JTF (just the facts): A total of 19 works, intermittently framed/mounted on wooden support boxes, and hung against white walls in the interconnected rooms of the main gallery space. The majority of the works are photographic prints on beech veneered MDF with walnut frames, while a few are acrylic prints on clear glass or mirror. Physical sizes range from roughly 28×20 to 96×144 (or reverse, both rectangular and oval shaped), with some works consisting of multiple panels. All of the works were made in 2014. The show also includes a video piece, on display in a darkened side room. (Installation shots below.)
Comments/Context: We typically describe a photograph as “painterly” when it has been executed with a particular attention to gesture and texture or when its colors have been allowed to run wild in a kind of blurred, often romantic lushness. But Matthew Stone’s new works take the idea of a painterly photograph more literally, pulling apart that simple definition and replacing it with something more rigorously conceptual, while simultaneously intermingling the two previously separate media with exuberance and vitality.

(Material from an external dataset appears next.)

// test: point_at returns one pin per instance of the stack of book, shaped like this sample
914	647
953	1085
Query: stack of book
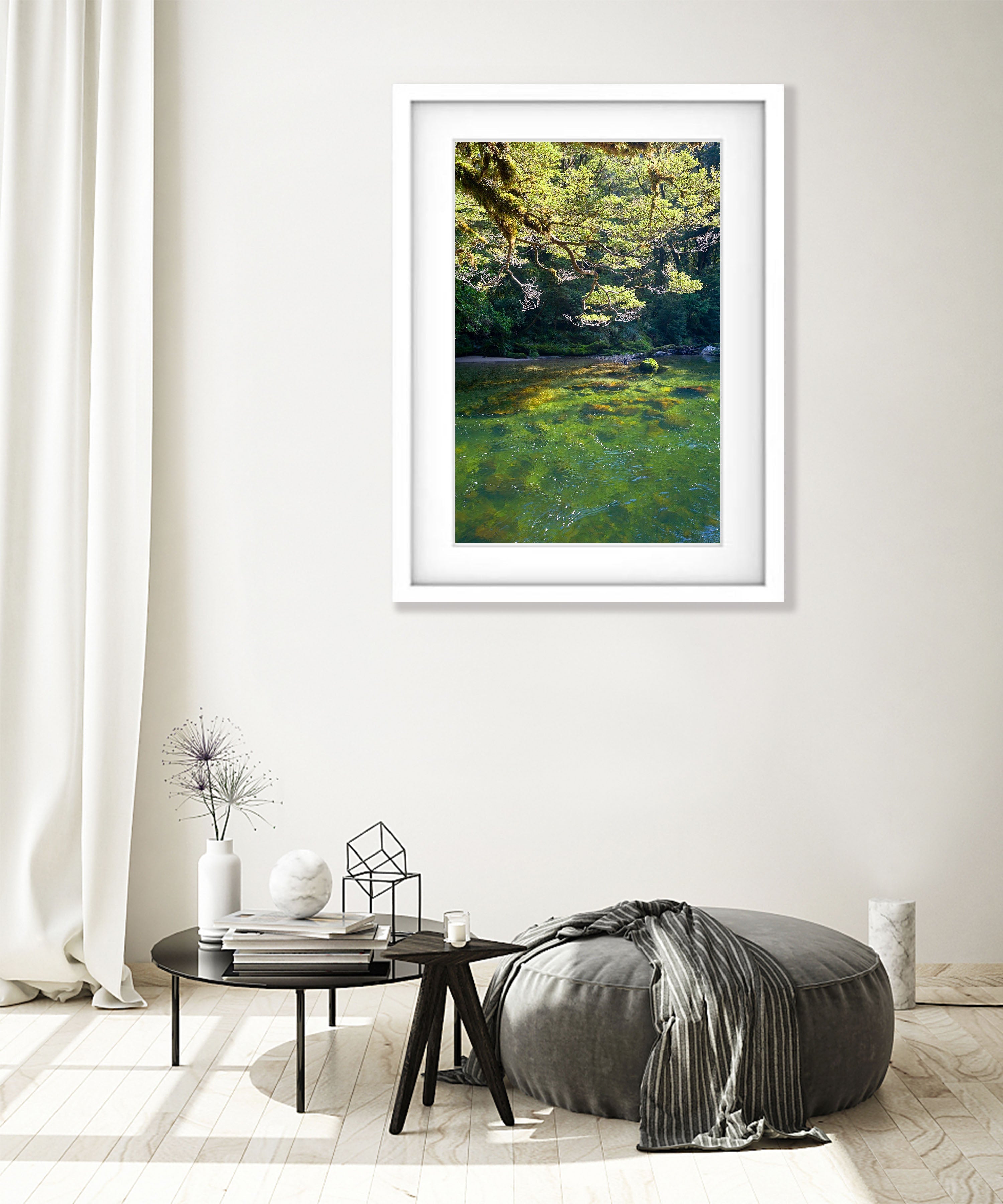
268	944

Stone’s previous projects are full of smart experiments with photographic substrates and materiality, printing sinuous nudes on three dimensional wood panels and laser-etching ghostly images onto painted wood. In these newest works, Stone actually does begin with paint, that is thick brush strokes of wet paint applied to glass. These smears, squeegees, and globs are then photographed, enlarged, enhanced, and relayered digitally, creating abstract compositions that exaggerate expressiveness. These are gestures writ large, gleeful in their pastel richness. But up close, the works resolve back into photographs, where paint isn’t undulating and gooey, but uniformly flat, with areas of the underlying wood grain showing through in the gaps. Images on glass and mirror substrates play with this figure/ground context further, a few using multiple physical layers to create overlapped depth and impossible wet on wet overpainting. Smaller compositions feature the power of dominant marks, while larger works and ceiling ovals allow complexity to build up further, each a swirl of vibrant, energetic movements. It’s as if he has broken down the elemental brush strokes of painting into individual gestures, which he has then digitally systematized into a new kind of interchangeable artistic vocabulary.
While Roy Lichtenstein’s late 1960s Brushstrokes series deconstructed the expansive, muscular gestures of the Abstract Expressionists with commercial efficiency, Stone’s photographs are much more celebratory; they revel in details of fluid wetness and seductive, multicolored mixing, with bright highlights flaring across the edges of paint channels. What’s exciting about these works is that they conflate the personal passions of painting with the machine vision of photography, tempting us with extravagant flourishes but building them out of optimized samples. Stone has found the limit point where the painterliness of a photograph is both revered and undermined, giving his eye candy a decidedly clever edge.
Collector’s POV: The works in this show range from $5000 to $18000 based on size, with many intermediate prices/sizes ($5500, $6500, $7000, $7500, $8000, $8500, $10000, and $12000). Stone’s work has little history in the secondary markets for photography, so gallery retail remains the best option for those collectors interested in following up.